An Israeli study has looked at how much difference a fourth Covid vaccine dose makes compared with a third dose.
The study was restricted to triple-jabbed healthcare workers, and more specifically to those whose antibody levels were in the bottom 40% of the antibody levels in the cohort (a group comprising around 29% of the cohort). Of the 1,050 eligible healthcare workers, 154 were given a Pfizer fourth dose and 120 Moderna. The rest formed a triple-jabbed control group.
Measuring antibody levels, the researchers found an increase by around 10-fold following the fourth dose, restoring antibodies to the peak levels they hit following the third dose, though no higher.
The study was originally intended just to measure antibody levels and other indicators of immunogenicity. However, the Omicron surge in the country was so large that despite being a small study, enough infections occurred within the study groups to allow an estimate of vaccine effectiveness. The participants were PCR tested each week. The researchers reported that ‘breakthrough’ infections were common and, though mild, had high viral loads. During the study period, 25% of the control groups (triple-dosed) tested positive compared with 18-20% of the four-dose groups. This gave a fourth-dose versus three-dose vaccine effectiveness against PCR-positive infection of just 11-30% – though the small population size led to wide confidence intervals ranging from minus-43% to 55%.
Among the four-dose groups, there were 52 ‘breakthrough’ infections, of which 39 (75%) were classed as symptomatic. The vaccine effectiveness against symptomatic disease was estimated at 31-43%, though again with wide confidence intervals.

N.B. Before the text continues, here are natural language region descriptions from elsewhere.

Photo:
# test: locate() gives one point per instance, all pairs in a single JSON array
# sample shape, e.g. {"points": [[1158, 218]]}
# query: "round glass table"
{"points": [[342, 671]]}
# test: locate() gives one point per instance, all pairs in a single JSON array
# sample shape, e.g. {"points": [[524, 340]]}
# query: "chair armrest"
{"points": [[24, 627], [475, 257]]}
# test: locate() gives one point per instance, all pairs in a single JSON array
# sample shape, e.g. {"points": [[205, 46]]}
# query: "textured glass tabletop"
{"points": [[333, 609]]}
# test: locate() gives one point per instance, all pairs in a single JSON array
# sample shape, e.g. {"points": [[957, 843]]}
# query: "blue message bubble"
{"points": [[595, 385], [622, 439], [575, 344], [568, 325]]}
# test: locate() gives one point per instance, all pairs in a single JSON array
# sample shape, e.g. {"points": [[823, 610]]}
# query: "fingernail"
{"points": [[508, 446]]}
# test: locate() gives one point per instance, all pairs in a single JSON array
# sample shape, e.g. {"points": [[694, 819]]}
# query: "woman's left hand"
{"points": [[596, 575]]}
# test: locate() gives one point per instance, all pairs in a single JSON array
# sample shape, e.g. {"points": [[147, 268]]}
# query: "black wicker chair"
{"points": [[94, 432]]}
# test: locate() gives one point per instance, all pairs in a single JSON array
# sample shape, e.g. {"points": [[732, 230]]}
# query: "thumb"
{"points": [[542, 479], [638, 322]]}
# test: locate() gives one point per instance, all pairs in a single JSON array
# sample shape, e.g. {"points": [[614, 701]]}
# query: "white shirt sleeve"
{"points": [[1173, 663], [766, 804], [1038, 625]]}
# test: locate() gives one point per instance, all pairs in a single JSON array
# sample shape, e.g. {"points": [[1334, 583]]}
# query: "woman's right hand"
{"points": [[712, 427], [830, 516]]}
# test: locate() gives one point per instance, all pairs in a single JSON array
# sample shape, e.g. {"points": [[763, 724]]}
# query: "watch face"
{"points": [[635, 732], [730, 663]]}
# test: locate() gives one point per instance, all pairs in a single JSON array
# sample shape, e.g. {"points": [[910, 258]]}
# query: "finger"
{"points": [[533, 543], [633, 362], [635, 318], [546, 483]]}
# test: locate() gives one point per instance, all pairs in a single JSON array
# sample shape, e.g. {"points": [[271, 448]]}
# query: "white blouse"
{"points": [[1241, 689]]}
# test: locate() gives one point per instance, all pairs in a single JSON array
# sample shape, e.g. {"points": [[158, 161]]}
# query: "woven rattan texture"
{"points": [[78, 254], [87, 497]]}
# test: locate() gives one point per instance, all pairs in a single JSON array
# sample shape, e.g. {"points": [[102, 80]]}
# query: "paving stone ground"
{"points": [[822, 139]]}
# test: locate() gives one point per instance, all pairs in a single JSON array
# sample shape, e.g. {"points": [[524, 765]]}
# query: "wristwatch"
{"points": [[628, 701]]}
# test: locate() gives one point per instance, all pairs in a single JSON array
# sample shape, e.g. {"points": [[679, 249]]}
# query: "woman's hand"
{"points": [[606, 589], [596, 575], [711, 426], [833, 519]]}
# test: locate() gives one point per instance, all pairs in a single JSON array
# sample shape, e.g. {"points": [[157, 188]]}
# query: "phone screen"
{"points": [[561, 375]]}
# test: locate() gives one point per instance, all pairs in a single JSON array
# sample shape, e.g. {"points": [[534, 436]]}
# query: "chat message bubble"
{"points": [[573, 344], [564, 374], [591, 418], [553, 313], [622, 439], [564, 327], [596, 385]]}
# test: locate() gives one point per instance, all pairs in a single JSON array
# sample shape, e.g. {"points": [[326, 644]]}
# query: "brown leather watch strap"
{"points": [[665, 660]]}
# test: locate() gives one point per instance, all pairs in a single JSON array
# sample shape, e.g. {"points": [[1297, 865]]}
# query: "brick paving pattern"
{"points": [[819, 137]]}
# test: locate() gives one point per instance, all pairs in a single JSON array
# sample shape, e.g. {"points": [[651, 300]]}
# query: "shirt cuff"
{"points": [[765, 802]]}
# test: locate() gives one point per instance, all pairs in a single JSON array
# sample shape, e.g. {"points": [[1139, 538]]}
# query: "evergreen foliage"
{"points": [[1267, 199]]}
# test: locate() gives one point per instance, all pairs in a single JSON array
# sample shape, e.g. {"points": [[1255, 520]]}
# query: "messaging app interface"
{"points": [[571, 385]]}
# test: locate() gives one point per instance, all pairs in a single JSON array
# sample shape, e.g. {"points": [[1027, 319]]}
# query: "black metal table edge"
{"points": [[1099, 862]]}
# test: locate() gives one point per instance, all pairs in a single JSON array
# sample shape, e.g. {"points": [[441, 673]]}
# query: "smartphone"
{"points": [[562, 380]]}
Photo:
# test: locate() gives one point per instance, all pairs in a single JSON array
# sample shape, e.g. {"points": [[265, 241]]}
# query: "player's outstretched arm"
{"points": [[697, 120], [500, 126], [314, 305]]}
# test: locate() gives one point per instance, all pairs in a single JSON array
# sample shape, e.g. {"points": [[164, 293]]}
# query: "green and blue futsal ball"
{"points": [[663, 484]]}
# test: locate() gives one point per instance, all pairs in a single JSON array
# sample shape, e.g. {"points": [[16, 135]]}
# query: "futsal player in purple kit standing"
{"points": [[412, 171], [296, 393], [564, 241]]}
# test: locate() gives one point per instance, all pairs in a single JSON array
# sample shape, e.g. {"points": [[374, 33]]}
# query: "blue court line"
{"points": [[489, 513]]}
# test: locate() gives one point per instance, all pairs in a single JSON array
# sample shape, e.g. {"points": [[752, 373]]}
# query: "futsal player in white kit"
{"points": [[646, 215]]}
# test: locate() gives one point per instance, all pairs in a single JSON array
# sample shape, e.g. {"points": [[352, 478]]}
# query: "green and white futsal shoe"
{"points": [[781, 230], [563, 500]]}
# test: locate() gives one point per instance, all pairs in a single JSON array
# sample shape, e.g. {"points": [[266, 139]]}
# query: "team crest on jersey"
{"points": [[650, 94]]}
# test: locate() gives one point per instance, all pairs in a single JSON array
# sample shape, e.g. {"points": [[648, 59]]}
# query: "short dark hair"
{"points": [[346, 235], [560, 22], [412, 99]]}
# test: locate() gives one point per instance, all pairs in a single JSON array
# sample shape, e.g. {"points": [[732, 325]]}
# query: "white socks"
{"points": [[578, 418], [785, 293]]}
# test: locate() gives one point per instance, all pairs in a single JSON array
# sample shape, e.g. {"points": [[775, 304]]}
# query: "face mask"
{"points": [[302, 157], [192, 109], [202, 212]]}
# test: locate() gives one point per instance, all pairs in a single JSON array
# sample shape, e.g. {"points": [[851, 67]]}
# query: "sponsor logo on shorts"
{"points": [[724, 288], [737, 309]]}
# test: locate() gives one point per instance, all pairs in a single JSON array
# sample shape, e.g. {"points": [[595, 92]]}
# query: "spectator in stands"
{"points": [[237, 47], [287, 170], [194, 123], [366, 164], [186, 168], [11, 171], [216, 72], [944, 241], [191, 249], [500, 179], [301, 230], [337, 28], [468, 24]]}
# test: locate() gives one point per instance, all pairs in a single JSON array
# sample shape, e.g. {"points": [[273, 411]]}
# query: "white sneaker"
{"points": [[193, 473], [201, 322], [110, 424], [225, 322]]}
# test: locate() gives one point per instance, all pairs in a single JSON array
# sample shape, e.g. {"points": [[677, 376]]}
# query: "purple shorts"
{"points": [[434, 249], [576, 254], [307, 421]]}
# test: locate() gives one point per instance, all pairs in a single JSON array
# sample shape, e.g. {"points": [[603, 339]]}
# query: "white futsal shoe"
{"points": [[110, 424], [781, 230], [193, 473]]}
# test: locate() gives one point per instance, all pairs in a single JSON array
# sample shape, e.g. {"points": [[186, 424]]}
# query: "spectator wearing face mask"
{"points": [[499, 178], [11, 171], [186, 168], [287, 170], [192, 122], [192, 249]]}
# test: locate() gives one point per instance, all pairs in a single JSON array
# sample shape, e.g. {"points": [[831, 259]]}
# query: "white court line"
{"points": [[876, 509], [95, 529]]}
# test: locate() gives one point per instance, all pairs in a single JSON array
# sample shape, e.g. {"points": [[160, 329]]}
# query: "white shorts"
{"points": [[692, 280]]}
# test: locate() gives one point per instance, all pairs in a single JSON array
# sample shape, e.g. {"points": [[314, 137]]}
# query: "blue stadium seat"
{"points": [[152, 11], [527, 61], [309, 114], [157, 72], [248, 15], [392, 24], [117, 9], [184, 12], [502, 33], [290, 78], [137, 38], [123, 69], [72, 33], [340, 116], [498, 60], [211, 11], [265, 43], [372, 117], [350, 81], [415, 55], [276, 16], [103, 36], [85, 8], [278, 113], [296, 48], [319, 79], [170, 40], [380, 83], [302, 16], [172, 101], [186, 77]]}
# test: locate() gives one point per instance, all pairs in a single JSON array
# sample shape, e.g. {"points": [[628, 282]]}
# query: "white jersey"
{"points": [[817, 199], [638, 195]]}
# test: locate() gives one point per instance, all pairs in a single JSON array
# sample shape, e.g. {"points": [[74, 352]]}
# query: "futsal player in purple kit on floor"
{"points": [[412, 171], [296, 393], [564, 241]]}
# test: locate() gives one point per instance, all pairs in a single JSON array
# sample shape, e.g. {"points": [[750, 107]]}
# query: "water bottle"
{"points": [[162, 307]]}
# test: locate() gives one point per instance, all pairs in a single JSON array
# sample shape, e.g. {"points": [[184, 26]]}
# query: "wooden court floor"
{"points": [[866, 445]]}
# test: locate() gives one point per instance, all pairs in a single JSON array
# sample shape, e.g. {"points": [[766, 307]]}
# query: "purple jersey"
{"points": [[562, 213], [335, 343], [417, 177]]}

The symptoms of all PCR-positive infections were typically “negligible”, the researchers report, and in many cases the infections “would not have been tested or reported, without the active surveillance”. Yet they had relatively high viral loads (Ct around 25), so were presumably infectious. Thus, with a quarter of triple-vaccinated and a fifth of quadruple-vaccinated healthcare workers becoming infected and apparently infectious during the wave, the researchers conclude the vaccine programme is a failure as it is not preventing the spread of Covid: “The major objective for vaccinating [healthcare workers] was not achieved.” However, the apparent efficacy against severe disease and death means older and vulnerable people may benefit from a fourth vaccine dose, they say.
The study also looked at safety. It found that 80% of Pfizer recipients and 40% of Moderna recipients reported some kind of adverse reaction, though none were classed as serious. The adverse reactions are summarised in the chart below.
Larger studies on the efficacy and safety of the fourth dose, which has now been rolled out (having gone ahead without waiting for studies such as this one), are forthcoming, the researchers note.